Ein Rezept besteht für uns nicht nur aus reinem Text. Aus unserer Sicht ist ein Rezept in Themenbereiche unterteilt. Das Beispiel-Rezept aus Abb. 1 ist eindeutig in einen Bereich für ein Bild, eine Überschrift/Namen einen einleitenden Text, usw. aufgeteilt. Ein Rezept hat für uns im Allgemeinen folgende klar strukturierte und voneinander separierte Bereiche:
Ein Vokabular sollte diese Struktur erfassen können. Sofern in einem Rezept die Struktur noch nicht gegeben ist, sollten die im Rezept vorhandenen Informationen nach einer Auszeichnung mit dem Vokabular automatisch in so eine Struktur umgewandelt werden können.
In den Rezepten aus unserem Kochbuch ist keine Zutatenliste vorhanden. Die Zutaten sind allerdings in den Zubereitungs-Anweisungen zu finden. Dementsprechend sollte nach einer Auszeichnung mit dem Vokabular eine Zutatenliste aus den Zubereitungs-Anweisungen eines Rezeptes extrahierbar sein. Daraus ergeben sich weitere Anforderungen, wie folgende zwei Beispiel-Sätze verdeutlichen:
In Erstens kann Soja zum würzen verwendet werden.
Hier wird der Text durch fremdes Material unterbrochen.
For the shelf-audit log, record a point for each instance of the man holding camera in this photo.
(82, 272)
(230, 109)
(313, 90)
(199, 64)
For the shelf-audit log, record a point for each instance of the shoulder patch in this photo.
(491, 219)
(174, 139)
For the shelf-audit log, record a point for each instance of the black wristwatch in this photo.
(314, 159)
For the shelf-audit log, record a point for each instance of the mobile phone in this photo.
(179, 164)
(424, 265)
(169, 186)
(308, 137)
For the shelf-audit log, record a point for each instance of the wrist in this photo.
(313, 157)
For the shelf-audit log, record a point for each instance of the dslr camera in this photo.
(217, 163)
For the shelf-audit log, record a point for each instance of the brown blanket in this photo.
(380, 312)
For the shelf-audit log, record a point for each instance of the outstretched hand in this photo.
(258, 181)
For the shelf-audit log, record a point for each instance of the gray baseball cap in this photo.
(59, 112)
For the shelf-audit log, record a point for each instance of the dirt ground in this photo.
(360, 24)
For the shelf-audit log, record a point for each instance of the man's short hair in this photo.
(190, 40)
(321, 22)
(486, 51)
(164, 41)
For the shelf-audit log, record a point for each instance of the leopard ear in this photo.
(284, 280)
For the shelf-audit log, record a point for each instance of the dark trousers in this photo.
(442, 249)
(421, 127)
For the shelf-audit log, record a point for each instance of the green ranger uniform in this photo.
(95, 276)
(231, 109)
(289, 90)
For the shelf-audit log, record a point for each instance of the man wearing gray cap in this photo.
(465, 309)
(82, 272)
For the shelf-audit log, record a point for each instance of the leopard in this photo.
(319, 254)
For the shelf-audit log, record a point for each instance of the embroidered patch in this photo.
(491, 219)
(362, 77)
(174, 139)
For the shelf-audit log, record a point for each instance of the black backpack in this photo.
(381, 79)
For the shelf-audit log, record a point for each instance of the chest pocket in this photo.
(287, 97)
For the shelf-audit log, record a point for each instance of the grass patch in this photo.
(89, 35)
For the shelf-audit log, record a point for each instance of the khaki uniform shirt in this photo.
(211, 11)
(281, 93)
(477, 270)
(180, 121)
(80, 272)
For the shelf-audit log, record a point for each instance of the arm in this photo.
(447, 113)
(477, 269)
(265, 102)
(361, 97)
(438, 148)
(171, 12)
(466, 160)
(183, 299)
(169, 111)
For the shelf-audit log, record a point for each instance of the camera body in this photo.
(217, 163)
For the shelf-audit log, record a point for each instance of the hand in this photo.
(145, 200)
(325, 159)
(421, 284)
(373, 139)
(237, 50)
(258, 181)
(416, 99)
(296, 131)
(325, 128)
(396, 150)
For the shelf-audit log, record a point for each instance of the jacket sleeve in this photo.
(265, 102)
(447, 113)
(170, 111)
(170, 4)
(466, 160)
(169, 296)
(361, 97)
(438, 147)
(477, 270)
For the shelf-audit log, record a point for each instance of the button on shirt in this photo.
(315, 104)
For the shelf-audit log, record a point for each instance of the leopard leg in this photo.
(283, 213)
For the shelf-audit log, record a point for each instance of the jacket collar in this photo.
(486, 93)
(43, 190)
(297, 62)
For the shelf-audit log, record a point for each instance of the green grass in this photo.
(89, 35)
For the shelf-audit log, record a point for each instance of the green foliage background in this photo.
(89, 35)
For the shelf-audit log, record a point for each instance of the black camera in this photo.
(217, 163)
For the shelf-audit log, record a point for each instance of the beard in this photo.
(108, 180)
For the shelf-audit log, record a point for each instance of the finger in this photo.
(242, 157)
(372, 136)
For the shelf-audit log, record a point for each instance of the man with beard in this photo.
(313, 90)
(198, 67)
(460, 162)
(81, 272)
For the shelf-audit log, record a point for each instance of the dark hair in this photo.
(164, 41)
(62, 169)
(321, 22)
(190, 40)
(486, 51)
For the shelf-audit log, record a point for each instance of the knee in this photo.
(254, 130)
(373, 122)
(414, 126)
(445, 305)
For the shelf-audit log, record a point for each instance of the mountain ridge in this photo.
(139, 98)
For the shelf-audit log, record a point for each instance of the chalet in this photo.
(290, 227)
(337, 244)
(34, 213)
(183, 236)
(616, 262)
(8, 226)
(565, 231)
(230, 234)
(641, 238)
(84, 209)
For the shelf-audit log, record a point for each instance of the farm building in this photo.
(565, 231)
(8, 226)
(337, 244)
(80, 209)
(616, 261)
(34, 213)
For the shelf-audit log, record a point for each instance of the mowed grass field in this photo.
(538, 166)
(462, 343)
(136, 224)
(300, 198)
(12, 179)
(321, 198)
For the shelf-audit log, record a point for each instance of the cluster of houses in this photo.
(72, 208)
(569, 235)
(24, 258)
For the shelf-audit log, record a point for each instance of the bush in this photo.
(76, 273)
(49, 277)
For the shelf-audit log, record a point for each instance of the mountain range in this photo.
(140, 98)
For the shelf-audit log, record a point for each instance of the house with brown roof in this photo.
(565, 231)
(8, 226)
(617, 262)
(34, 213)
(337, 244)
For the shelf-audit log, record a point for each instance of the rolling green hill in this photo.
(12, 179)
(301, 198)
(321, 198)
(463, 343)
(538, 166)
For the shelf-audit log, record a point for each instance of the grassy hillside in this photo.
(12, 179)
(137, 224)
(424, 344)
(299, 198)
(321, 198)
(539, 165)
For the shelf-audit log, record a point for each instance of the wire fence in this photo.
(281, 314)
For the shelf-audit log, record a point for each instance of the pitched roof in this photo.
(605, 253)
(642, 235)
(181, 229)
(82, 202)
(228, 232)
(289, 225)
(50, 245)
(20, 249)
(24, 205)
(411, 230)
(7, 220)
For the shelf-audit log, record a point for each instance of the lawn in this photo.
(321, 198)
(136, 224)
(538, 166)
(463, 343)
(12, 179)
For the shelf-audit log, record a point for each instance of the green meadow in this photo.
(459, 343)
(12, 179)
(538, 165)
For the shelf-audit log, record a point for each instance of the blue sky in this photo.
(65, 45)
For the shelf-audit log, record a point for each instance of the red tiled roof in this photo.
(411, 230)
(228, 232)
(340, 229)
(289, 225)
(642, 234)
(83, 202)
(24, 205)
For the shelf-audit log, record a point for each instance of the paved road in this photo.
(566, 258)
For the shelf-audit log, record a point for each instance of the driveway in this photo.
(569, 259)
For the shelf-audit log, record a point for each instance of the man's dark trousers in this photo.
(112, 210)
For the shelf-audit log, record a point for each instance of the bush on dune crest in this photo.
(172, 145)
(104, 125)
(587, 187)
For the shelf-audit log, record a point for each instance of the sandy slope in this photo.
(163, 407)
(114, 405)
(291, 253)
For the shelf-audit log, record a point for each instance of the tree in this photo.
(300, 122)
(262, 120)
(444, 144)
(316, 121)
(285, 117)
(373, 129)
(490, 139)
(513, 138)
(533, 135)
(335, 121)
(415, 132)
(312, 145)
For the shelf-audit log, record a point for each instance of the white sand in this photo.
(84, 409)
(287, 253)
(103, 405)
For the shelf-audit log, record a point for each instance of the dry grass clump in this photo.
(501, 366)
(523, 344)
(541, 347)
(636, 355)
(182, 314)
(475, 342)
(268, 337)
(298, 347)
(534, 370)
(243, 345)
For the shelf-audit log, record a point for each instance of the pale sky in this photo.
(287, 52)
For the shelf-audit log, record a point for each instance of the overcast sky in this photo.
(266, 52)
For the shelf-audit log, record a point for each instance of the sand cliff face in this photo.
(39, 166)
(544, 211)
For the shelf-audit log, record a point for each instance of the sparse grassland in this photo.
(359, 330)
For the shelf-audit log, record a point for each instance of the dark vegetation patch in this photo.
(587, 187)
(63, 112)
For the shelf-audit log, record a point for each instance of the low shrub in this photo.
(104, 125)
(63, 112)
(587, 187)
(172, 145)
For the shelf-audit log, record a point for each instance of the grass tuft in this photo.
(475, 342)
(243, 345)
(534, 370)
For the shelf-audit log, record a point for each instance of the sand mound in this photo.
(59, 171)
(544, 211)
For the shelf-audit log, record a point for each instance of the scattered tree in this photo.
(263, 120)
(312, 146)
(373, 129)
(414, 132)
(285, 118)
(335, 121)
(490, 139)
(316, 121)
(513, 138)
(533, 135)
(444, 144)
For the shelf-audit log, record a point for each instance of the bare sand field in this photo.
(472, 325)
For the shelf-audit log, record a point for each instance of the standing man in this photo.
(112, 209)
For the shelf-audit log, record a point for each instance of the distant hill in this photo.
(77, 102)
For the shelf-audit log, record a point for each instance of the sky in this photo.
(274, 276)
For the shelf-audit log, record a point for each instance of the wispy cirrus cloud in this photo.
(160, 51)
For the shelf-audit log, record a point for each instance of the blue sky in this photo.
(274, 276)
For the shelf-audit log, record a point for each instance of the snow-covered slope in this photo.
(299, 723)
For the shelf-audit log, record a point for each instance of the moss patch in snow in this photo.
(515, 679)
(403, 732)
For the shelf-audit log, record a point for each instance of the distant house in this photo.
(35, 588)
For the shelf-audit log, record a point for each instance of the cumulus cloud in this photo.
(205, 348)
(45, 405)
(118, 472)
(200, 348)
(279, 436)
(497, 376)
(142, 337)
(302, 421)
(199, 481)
Da Soja jedoch sehr geschmacksintensiv ist, hat das Gericht, je nachdem ob Soja verwendet wird, eine ganz andere Geschmacksrichtung. Dementsprechend wäre eine Festlegung, ob Soja in die Zutatenliste kommt oder nicht, eine Reduzierung des Rezeptes. Daher soll das Vokabular optionale Zutaten von Obligatorischen unterscheiden können.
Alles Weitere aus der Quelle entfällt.